The person you contacted digs the general idea and wants to proceed; did you give them the opportunity to do so? You want to arrange a meeting, make a phone call, keep it on emails…what are we supposed to do now? The vibe of „I never got this far, so I have no idea what to do next“ won’t suit you well, I can guarantee that! You need to be precise and display exactly what you want.

Evoke enthusiasm, give them insights on your idea, explain why it will be beneficial for both parties, provide a link, and be confident.

You don’t want to come out as insecure or desperate, but as someone that possesses success and is ready to pass it on.

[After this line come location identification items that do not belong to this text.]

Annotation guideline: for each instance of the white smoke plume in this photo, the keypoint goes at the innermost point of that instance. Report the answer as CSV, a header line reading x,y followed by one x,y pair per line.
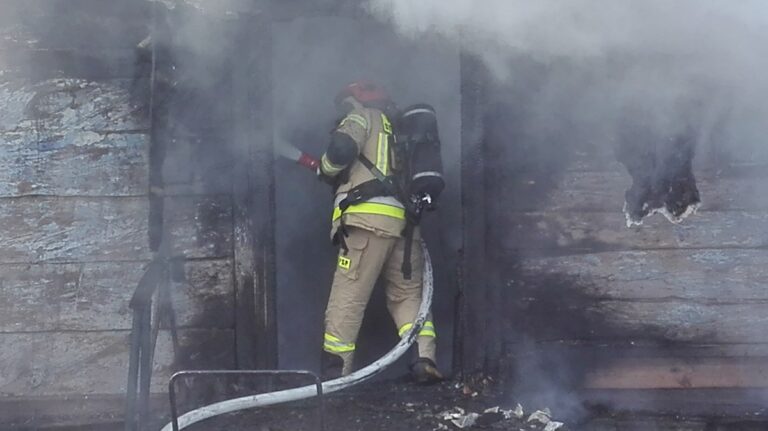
x,y
655,55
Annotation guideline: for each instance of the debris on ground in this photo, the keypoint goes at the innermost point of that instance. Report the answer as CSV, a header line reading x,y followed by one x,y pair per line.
x,y
540,420
541,416
553,426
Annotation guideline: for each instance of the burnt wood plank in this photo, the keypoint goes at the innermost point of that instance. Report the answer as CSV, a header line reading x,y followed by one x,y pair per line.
x,y
95,296
200,226
52,107
580,232
82,363
73,163
709,276
93,64
593,191
676,321
51,229
198,165
671,373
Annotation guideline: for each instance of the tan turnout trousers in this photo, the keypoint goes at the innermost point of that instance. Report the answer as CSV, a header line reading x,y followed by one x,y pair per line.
x,y
371,256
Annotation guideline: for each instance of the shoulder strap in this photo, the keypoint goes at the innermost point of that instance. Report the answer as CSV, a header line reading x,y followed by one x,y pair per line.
x,y
389,185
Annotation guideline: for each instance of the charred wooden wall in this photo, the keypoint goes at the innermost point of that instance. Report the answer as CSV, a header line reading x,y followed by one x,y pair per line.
x,y
592,303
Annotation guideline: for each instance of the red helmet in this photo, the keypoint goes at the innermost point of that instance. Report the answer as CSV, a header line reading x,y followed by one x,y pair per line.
x,y
365,92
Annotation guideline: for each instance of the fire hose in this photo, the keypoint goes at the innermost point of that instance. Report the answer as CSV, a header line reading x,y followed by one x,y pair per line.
x,y
296,394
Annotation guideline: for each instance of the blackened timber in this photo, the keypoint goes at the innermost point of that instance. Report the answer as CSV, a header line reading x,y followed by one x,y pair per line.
x,y
254,201
474,289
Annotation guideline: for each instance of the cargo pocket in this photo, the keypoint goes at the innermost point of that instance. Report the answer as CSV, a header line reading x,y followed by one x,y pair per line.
x,y
349,263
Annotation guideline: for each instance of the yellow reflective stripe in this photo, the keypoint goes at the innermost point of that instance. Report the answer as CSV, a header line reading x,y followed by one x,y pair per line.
x,y
371,208
403,329
385,124
359,119
328,167
335,345
428,330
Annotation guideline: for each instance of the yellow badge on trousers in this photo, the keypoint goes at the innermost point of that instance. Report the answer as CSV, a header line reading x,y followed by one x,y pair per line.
x,y
344,262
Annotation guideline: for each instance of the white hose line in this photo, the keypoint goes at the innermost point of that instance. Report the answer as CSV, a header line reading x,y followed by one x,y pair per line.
x,y
288,395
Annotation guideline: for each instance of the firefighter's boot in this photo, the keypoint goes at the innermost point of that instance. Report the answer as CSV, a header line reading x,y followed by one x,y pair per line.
x,y
332,366
424,371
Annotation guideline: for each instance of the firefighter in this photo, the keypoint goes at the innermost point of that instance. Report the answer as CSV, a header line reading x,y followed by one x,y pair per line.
x,y
368,224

5. Don’t be shy to follow up.

As we stated, the people that you are contacting are packed with tasks and ideas which limit their time for pitches from digital strangers. You might be their next big thing, but they just didn’t catch your email; they didn’t have time to read it and forgot about it later…there are various reasons for you not being noticed and not because of the content at all, but out of pure coincidence. But a follow up could turn everything around.

Don't be shy to follow up

A vast majority of users (about 70% of them) give up after sending the first email and don’t get a response. The communication ends there; therefore just by sending a follow-up email, you can get an advantage that is almost unfair and obligatory to capitalize, especially since your chances of getting a response become 65% higher by sending just one follow up email! You can use an approach of added value or build trust; you can even change the channel of communication (Twitter, LinkedIn, or Facebook), but always remind of the initial pitch.

In conclusion

Writing an outreach email may be a challenging task, but the results of your attempts may vary drastically based on your approach. Pitching for anything valuable requires patience, devotion, and readiness to both fail and hit it big. By following these rules, your chances of getting a response of affirmation get significantly higher, and with your content ready to be offered…the only thing left to do is to start typing!